Re: [marss86-devel] regarding multi-p2p

avadh patel Sun, 02 Oct 2011 22:34:10 -0700

On Wed, Sep 28, 2011 at 10:54 AM, sparsh mittal <[email protected]>wrote:


>
> On Wed, Sep 28, 2011 at 11:55 AM, avadh patel <[email protected]> wrote:
>
>>
>> Even if you are running multi-prog workloads, kernel will share some data.
>> For your scheme to work, you need to implement a special WT-L1 and L2 cache
>> that will make sure that on each write cache line has to be locked in shared
>> L2 so write update is seen as atomic and hence you serialize all memory
>> updates for correctness.
>>
>> I have done some implementation of multip2p.
>
>  1.       If I only take user-stats, still do I need to implement what you
> said above?
>
Statistics are totally different from actual execution. Even if you are just
interested in user level stats, the simulator will run kernel level code and
you need to make sure that its executed correctly. So you need to make sure
that you serialize all the memory accesses.
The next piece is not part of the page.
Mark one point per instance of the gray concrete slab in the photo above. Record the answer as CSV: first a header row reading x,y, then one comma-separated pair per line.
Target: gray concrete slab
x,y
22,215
>  2.        Now, my understanding of  how to apply your above comment is:
> when L1 cache writes to L2, I need to make sure
>
> a.       No other L1 cache is updating L2 at that time or no other L1 can
> replace that block before it is written.
>
> b.      Something else?
>
For correctness, before a cache write is performed on L2 cache, L2 will send
'invalidate' signal to all other L1 caches so they can remove their outdated
cache line and on next read/write they request updated data from L2 cache.
 With this method, on every write you'll send an invalidate request to all
L1 caches and it will fill up all the queues quickly.  So it will be bad
idea to implement this because the penalty is huge.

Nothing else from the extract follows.